Mr Ackroyd said: 'Building a gravity racer is an ideal school project as there's so much scope for students to get involved; from design and development, publicity, team management and promotion to driving the actual car.' He was at Brooke Weston to give a presentation to engineering students at the launch of the Engineering Education Scheme. He spoke of the difficulties he encountered when refining the VXR Nimbus, and also gave advice on managing a project from start to finish.
The Nimbus at Eastbourne.
He said: 'I designed a car out of aircraft quality plywood for the Goodwood Festival of Speed. We had some students who we thought would really benefit from this competition. That gave us an end-point, something to drive to; we thought it was way above us at the time, but luck came in and we ended up with a whole lot of really nice people who said 'yes, we'll make it happen' from industry, from education and from the Festival.'
Mr Ackroyd had a bit of insider knowledge as his brother worked on the design of the Thrust SSC jet-powered car which broke the land speed record in 1997. The gravity racer also uses some refinements, such as air-braking, achieved with a parachute which was specially commissioned from military suppliers Irvin-GQ.
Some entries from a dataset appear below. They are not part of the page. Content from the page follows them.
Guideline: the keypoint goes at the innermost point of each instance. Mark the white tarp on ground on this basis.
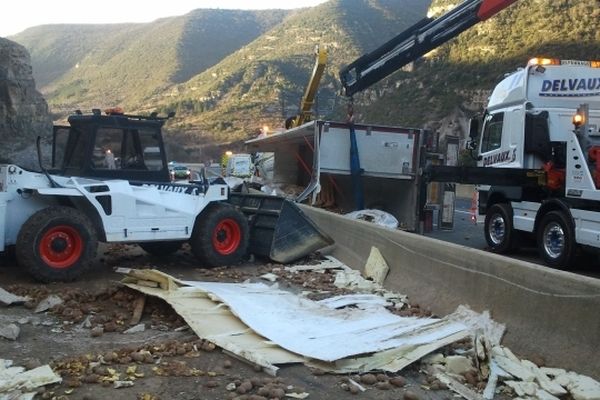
(269, 319)
(17, 383)
(316, 331)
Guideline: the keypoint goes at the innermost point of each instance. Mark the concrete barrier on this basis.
(548, 313)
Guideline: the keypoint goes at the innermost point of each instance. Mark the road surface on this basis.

Mr Ackroyd said: 'It began as a hobby and if you get a really good project and get enthused by it, it just takes your life over. Other people then got involved and we also had real expert help. The trick in designing a car like this is overcoming friction. It's streamlining but most of all it's research; the students finding the best wheels, the best tyres and refining the design to make it go as fast as it can.'
Gravity sports are becoming increasingly popular with street luge, downhill skateboard, classic luge, gravity bike, gravity racer and skateboard slalom events being held. More details including rules and forthcoming fixtures are available from the UK Gravity Sports Association.